When Global Fund grants were approved in 2014, incentive funding in the amount of $45.7 million was awarded to Nigeria’s malaria program, conditional upon the government matching that amount with domestic funding through investments in long-lasting insecticide-treated bed nets (LLINs). The government risked losing the incentive funding when it failed to meet a 31 March 2017 deadline for coming up with the matching funds (see GFO article). (The matter is still under discussion.)

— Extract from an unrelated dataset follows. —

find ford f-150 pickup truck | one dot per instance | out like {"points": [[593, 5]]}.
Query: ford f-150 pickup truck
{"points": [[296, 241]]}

Another OIG audit in 2016 rated the performance of Nigeria’s grants as “ineffective” in controls, governance and risk management processes. This was the lowest of five possible ratings. This audit also uncovered $20 million in unsupported procurement expenditures and $7.7 million in unsupported expenditures related to human resources and the payment approval process (see GFO article). Released on the same day as the audit report, a separate OIG investigation report described evidence of systematic embezzlement of program funds, fraudulent practices, and collusion by staff of a sub-recipient for an HIV grant to Nigeria (see GFO article).
In the report on its 2016 audit, the OIG said that the Global Fund faced a number of challenges in Nigeria, including grants not achieving impact targets, poor quality of health services, treatment disruptions, fraud, corruption and misuse of funds. The OIG noted that in the previous two years, the Global Fund had made efforts to reduce the risk in the portfolio. However, the OIG said, these efforts resulted in minimal improvements in the risk profile of the portfolio, which, it said, “has even deteriorated.”
In the OIG’s view, ineffective grant implementation arrangements were the root cause of most of the significant challenges. Although health care delivery had been fully devolved to the state level governments, Global Fund–supported programs were currently implemented at the national level, the OIG said, negatively affecting accountability, oversight and impact of the programs over the long term.
When it approved five TB/HIV grants to Nigeria in December 2015, the Global Fund did so reluctantly because of serious concerns about operational and systems weaknesses and risks. The concept note remained in grant-making for well over a year, well above the norm. Ultimately, the Fund decided that because of the size of the country, its high disease burden, and the importance of the Nigeria grants in the overall portfolio, not to approve the grants was “not a preferred option at this stage if the Global Fund is to fulfil its mission.” (See GFO article.)
Despite all these challenges, Nigeria “is a pivotal country for ending the three epidemics,” Edington told Aidspan, earlier this year. The Fund has put several measures in place to improve the effectiveness of its investments in the country. In recent years, the Global Fund has begun to engage with state level governments and to provide grants directly to the states. Further, there are now approximately 40 local fund agent staff conducting oversight in Nigeria. As an additional safeguard to reduce the mismanagement of funds, a fiscal agent was installed in May 2015, with a staff of 17 full-time experts, controlling all expenditures of select principal and sub-recipients.
“Only with success in Nigeria, can the Global Fund hope to deliver on its 2017-2022 Strategy targets,” says Edington. As the country prepares for iteration of its TB/HIV funding request, concerted and coordinated efforts from a wide range of stakeholders will be needed to ensure the success of this critical portfolio.